The most precious resource in any developing country is water, a necessity for agriculture, livestock, and most importantly for people living in poverty. Nowhere is this more true than in India, where hundreds of millions of people live in poverty and survive on subsistence agriculture.
For the past few decades, the nation has struggled to find suitable sources of clean water. This lack of water causes entire regions in India to rely on a single river. When one region encroaches upon another’s source and demands more water, territorial conflicts and riots ensue, forcing the government to choose which region should receive more water.
Recent riots over a water-sharing agreement in the city of Bangalore, a tech-hub in Karnataka, have brought these tensions to a tense standoff. In order to resolve these disputes, developing countries must equip rapidly expanding cities with additional resources over poorer agriculture-based regions.
Karnataka and Tamil Nadu are neighboring regions whose agreement to share water from the Cauvery River has been a significant source of tension.

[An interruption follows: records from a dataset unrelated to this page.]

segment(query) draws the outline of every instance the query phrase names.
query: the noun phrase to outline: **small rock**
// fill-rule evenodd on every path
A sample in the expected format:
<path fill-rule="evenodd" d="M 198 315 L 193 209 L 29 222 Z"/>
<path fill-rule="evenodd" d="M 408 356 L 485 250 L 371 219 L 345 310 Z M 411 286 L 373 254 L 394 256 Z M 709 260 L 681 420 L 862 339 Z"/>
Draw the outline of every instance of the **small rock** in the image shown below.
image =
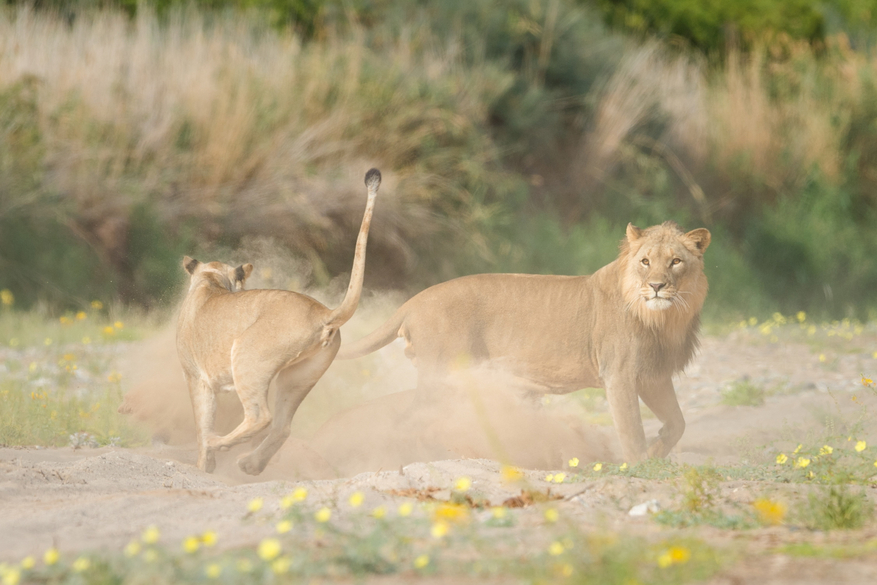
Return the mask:
<path fill-rule="evenodd" d="M 655 512 L 661 511 L 661 504 L 658 500 L 649 500 L 648 502 L 643 502 L 642 504 L 637 504 L 633 508 L 630 509 L 628 515 L 630 516 L 645 516 L 646 514 L 654 514 Z"/>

For over a century, each state has argued that it deserves more water than what it currently receives through irrigation.
Tamil Nadu is a region dominated by rural farmland. After constant pleas from farmers that they were unable to operate with the amount of water they received, the Indian government took action. On September 5, the Indian Supreme Court directed the Karnataka government to release 15,000 cubic feet per second of Cauvery water to Tamil Nadu every day for ten days to alleviate the plight of the farmers. This decision redirected water from the Bangalore’s supply. The solution was only a stopgap to a long-lasting problem but spurred widespread discontent.
Massive riots took place in the streets of Bangalore to protest the Supreme Court’s decision. According to the BBC, there were thousands of panicking protesters, both violent and nonviolent, and at least two men died. Police officers were forced to control the crowds, which were shouting, “Cauvery belongs to Karnataka.”
The government must select which of the two regions is more essential in the development of India and redirect water accordingly. Because so many technology firms and entrepreneurs have moved to Bangalore over the last five years, the BBC describes the city as “India’s Silicon Valley.” Bangalore is a densely-populated city that houses multiple large companies, so a steady supply of water is especially vital for those wealthy businesses to be able to operate. The Indian government should recognize that Bangalore is more essential to India’s long term growth and send more water to the city.
As harsh droughts have plagued the country over the past three years, the government has been indecisive about how to combat the Cauvery river dispute. The Supreme Court has increased and decreased the water supply to Karnataka and Tamil Nadu multiple times since 1990. The Indian government is faced with an extraordinarily difficult decision: it can either provide water to the farmlands in Tamil Nadu while neglecting large cities with growing economies, or aid in the development of large cities like Bangalore and force farmers in Tamil Nadu into further poverty. In either scenario, people suffer. This water conflict boils down to a basic question: should the Indian government invest in growing the economy of India or help impoverished farmers?
While both options involve suffering, the Indian government must move to help Karnataka. If the economy of the region flourishes from the arrival of foreign companies, nearby regions will benefit from the economic development. Tamil Nadu and other impoverished regions will undergo more permanent development when the trade these companies bring radiates outwards, paving the way for more sophisticated water collection methods that are more effective but currently beyond the economic reach of the region.
There is no good short term solution. There will be suffering. But serving Bangalore can open a gateway to a more prosperous future that guarantees enough water for all.